The important point is that CIDP, unlike diabetic neuropathy, is treatable if diagnosed correctly. The primary first-line therapies are IVIg and corticosteroids. However, some studies reported that plasma exchange therapy was applicable. ² The EFNS/PNS guideline recommends corticosteroids as well as IVIg as equally effective first-line treatments. Corticosteroids are associated with an increased risk for hyperglycemia. Therefore, in diabetic patients, IVIg may be a better therapy, but the risk of thromboembolic events should be carefully assessed. Plasma exchange is used less frequently owing to its impracticality and its short-term improvement duration, and repeated plasma exchange is often required. ⁸

TBIRS is a rare autoimmune disorder with acquired polyclonal autoantibodies against the insulin receptor, which leads to severe and refractory hyperglycemia.
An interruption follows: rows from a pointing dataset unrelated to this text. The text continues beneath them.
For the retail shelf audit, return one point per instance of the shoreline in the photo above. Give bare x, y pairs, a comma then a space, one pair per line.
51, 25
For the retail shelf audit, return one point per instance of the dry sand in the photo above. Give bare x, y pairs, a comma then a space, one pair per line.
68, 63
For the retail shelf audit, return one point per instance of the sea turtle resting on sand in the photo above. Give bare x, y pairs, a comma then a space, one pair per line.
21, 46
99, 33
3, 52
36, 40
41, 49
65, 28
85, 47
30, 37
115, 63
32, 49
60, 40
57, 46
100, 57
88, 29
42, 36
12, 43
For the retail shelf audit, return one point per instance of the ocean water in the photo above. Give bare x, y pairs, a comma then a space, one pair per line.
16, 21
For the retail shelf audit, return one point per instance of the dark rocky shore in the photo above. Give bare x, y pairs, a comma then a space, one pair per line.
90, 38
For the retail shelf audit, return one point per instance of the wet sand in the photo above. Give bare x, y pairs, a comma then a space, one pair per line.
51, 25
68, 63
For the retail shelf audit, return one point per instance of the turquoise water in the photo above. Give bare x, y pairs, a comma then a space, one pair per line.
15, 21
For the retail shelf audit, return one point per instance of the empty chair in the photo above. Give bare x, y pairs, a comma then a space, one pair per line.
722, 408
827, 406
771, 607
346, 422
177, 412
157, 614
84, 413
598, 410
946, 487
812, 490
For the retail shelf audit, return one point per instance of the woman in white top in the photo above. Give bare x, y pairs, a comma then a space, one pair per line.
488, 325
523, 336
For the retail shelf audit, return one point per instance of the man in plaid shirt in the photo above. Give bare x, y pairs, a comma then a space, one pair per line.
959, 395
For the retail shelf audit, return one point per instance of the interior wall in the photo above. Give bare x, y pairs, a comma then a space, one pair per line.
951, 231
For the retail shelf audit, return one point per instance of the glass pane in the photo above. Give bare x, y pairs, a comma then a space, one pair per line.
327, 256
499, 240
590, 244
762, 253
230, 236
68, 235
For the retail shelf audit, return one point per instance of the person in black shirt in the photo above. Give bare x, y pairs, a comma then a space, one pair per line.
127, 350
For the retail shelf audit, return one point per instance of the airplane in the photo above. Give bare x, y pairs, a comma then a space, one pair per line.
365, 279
TBIRS is usually associated with autoimmune diseases, most commonly SLE. It should be noted that most patients do not meet all the criteria for a specific autoimmune disease. ⁶ Occasionally, patients develop initial or secondary hypoglycemia, in some cases with unsuppressed insulin, which could be due to defective degradation of insulin–insulin receptor complexes. ⁹ Although the treatment is mainly done empirically, several case reports suggested therapeutic benefits of different agents, including cyclophosphamide, corticosteroids, azathioprine, rituximab, and plasmapheresis.^{3 -7} However, combination immunosuppressive therapy is also reported in this regard. In a prospective cohort study, 22 patients with confirmed TBIRS were administered combination of rituximab, cyclophosphamide and high-dose pulsed steroids until remission (defined as hyperglycemia amelioration and insulin discontinuation and/or hyperandrogenemia normalization) followed by maintenance therapy with azathioprine. The patients were monitored for median of 72 months. The remission rate was reported as 86.4%. Although 3 patients experienced disease recurrence after remission, repeated immunosuppressive therapy resulted in complete response. In addition to no report of death during the study period, the authors stated combined immunosuppressive treatment can be implemented safely among TBIRS patients. However, worsening of hyperglycemia should be considered among these patients. ¹⁰

In conclusion, despite the rarity of TBIRS with concurrent CIDP in the context of type 2 DM, the potential role of autoantibodies in their pathogenesis might be an interesting topic for future studies to assess the probable common origin of these 2 disorders.